On top of that there's this prickly issue: The movie isn't done yet.

Burton said in an interview Wednesday that sound and visuals are still being mixed. Probably about two weeks, he said. I hope.

Still, the studio took the wraps off the Burton-Depp collaboration Wednesday night at a Film Society of Lincoln Center event in New York -- a venue whose appeal lies squarely with the theater crowd -- bringing out Burton to talk up the process of directing a musical and showing 20 minutes of footage including several Depp musical numbers for the first time in North America.
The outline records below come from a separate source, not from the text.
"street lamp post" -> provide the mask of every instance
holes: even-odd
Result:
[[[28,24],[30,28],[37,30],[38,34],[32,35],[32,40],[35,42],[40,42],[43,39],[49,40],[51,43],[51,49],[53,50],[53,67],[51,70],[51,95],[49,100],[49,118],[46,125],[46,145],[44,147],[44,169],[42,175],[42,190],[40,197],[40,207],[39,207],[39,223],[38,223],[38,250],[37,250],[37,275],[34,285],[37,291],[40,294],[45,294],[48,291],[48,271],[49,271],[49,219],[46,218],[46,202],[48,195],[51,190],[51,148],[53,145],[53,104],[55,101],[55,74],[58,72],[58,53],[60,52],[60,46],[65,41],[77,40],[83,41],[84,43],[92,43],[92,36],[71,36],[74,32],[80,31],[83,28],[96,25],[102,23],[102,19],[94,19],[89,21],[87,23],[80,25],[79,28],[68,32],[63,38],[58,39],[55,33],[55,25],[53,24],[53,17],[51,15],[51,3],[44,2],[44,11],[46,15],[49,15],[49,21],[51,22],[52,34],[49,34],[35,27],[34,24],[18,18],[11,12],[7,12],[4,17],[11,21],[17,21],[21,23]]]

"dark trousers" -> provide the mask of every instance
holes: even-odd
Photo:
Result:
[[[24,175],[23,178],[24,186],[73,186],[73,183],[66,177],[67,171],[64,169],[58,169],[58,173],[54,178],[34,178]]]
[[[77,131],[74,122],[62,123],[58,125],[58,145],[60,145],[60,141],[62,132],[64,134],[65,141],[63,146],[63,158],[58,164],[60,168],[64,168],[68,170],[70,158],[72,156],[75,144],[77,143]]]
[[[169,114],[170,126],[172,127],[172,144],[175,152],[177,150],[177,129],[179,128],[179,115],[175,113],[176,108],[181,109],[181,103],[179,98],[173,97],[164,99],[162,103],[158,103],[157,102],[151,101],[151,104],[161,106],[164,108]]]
Outside of a Venice Film Festival event, it was the first public unspooling of the film, which has been the subject of a quiet, even stealth campaign since being put on the calendar for a December release. There have been the occasional peeks -- posters at Comic-Con International, a feature in Entertainment Weekly -- but for a movie going wide in five weeks, the rollout has been unusually low-key.

If the studio has been cautious, it's because Todd must balance some unwieldy trays.

As a blood-spattered, tragic story told partly in song, it must avoid looking like too much of a songfest so as not to put off fans of past Depp-Burton collaborations such as Ed Wood and Edward Scissorhands. But it also must stop shy of seeming too dark and turning off the musical crowd -- all while appeasing voluble Todd-heads, who on fan sites have for months parsed every note that may or may not survive the transition to the big screen.

In other words, the stylish gore has to come in equal proportion to the music.

All these things that could be described as difficulties could also be the movie's greatest strengths, said Walter Parkes, a producer on Todd. But it's a challenge, no doubt.

Those challenges has been evident in several aspects of the movie's production and marketing. Instead of playing musical numbers over dialogue-free images, a trailer features only a few seconds of music, delineating story instead.

The questions about how to release the movie are reflected in a two-headed approach that's tried to keep a lid on hype while still aiming big at the box office.

Heartened by Depp's bankability, the studio in August reversed a plan to platform the movie and decided to open on as many as 700 or 800 screens the weekend before Christmas.

But at the same time, lurking behind the DreamWorks campaign is the studio's push for another (admittedly very different) musical last year: Dreamgirls.

Footage for that film was screened six months ahead of release at May's Cannes Film Festival, and awards talk began pretty much at the start of the season. According to some observers, the movie peaked too soon, and Academy voters looked elsewhere for best picture.

So Todd is taking an approach more akin to Warners' tack with The Departed last year: keeping the early exposure limited and discouraging preliminary awards talk. (Warners actually is handling the international release of Todd.)

Of course, the fact that the movie isn't finished also has something to do with the quiet rollout -- a mix of circumstance and intention, in one insider's description.

Still, the quiet hasn't stopped blogs from drawing hard-core Sondheim fans -- the kind who really want an image of Betsy Joslyn from the 1982 DVD -- wringing their hands with lines like, I wonder what great songs they're going to cut from this movie.

A few posts down came a reaction that may encapsulate the DreamWorks challenge more succinctly: Whoa, wait -- this is a musical?